Montag, 29. Juni 2009, 21:12

Ein vollständiger viergleisiger Ausbau wäre in der Hinsicht gut gewesen, dass auf zwei Gleisen die S-Bahnen, 8 Züge/h, bei Ma-Friedrichsfeld-Süd kurz nur 6 Züge/h, und auf den anderen beiden der Rest, sprich RE, IC und Güterverkehr unabhängig hätten fahren können.

Aber an sich täten es auch zwei Gleise, abgesehen davon, dass der Ausbau bei Waiblingen wegen der Kürze des betroffenen Abschnitts lohnend ist.
Beispiel, Abfahrtszeiten in Mannheim, Ankunft in Heidelberg: (D = durchfahrend mit 10 min Fahrzeit, H = haltend mit 16 min Fahrzeit)
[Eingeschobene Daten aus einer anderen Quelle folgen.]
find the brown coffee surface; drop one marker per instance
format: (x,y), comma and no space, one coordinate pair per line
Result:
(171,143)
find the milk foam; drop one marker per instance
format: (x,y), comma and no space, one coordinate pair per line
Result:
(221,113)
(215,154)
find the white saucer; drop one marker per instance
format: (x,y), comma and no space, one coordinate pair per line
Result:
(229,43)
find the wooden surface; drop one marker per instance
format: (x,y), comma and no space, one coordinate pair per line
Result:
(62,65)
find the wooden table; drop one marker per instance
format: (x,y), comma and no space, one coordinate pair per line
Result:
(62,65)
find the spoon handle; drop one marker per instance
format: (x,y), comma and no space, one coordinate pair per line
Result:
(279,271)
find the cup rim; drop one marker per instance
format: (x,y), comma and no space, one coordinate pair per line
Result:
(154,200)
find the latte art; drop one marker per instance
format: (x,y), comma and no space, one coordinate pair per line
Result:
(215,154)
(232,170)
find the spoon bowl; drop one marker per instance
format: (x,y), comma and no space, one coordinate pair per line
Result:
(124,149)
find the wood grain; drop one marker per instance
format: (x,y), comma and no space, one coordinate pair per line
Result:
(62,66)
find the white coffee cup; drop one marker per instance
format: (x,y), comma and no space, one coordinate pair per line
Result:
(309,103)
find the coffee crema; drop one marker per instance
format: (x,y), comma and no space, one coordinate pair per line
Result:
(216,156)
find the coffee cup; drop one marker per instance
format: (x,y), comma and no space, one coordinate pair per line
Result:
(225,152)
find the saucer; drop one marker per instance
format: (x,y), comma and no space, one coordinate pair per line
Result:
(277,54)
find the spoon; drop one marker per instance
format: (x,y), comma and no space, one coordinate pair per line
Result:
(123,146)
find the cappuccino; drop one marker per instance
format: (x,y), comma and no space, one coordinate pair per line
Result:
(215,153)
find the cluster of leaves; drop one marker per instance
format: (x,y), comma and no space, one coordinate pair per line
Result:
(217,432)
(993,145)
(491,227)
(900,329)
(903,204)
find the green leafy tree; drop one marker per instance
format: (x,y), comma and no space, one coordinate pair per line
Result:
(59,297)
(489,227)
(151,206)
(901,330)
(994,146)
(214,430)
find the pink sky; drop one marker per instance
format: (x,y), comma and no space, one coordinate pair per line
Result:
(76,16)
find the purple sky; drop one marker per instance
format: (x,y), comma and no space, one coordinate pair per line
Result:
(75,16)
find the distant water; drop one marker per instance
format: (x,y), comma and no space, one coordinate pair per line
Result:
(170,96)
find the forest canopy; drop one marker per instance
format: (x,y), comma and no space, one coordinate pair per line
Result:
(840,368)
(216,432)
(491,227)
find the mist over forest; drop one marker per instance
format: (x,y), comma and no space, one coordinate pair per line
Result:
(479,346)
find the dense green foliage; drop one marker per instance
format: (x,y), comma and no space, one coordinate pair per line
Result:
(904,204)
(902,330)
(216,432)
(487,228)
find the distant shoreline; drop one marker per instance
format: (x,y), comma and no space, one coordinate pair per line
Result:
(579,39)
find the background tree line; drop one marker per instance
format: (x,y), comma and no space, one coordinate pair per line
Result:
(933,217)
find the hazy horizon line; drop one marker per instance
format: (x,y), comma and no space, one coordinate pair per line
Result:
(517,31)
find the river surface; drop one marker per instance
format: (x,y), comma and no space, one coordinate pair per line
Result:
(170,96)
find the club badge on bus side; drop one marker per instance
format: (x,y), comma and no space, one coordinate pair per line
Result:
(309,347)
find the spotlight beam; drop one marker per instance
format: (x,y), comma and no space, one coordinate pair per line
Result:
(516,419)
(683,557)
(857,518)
D 05'-15', im Anschluss an den ICE-Knoten
D 08'-18'
H 11'-27'
D 17' >>> Main-Neckar-Bahn
D 20'-30'
D 23'-33'
H 26'-42'
H 29' >>> Main-Neckar-Bahn
D 35'-45', im Anschluss an den ICE-Knoten
... usw.

Das machte theoretisch 8 schnelle und 4 langsame Züge/h, dazu noch die der Main-Neckar-Bahn bis zur Ausfädelung vor Friedrichsfeld. Es fahren nach dem ICE-Knoten zwei schnelle Züge und eine S-Bahn im Bündel je mit drei Minuten Abstand los. Das ganze wiederholt sich alle 15 min. Die Züge auf die Main-Neckar-Bahn werden noch in die Lücken zwischen S-Bahnen und nächsten schnellen Zügen gequetsch, die sich erst bis Heidelberg schließen. Die Trassen, die nicht benötigt werden, dienten als Puffer oder dem Güterverkehr. So oder so ähnlich wird es im Endeffekt auch aussehen, das dritte Gleis wird vermutlich eher Dispositionszwecken dienen.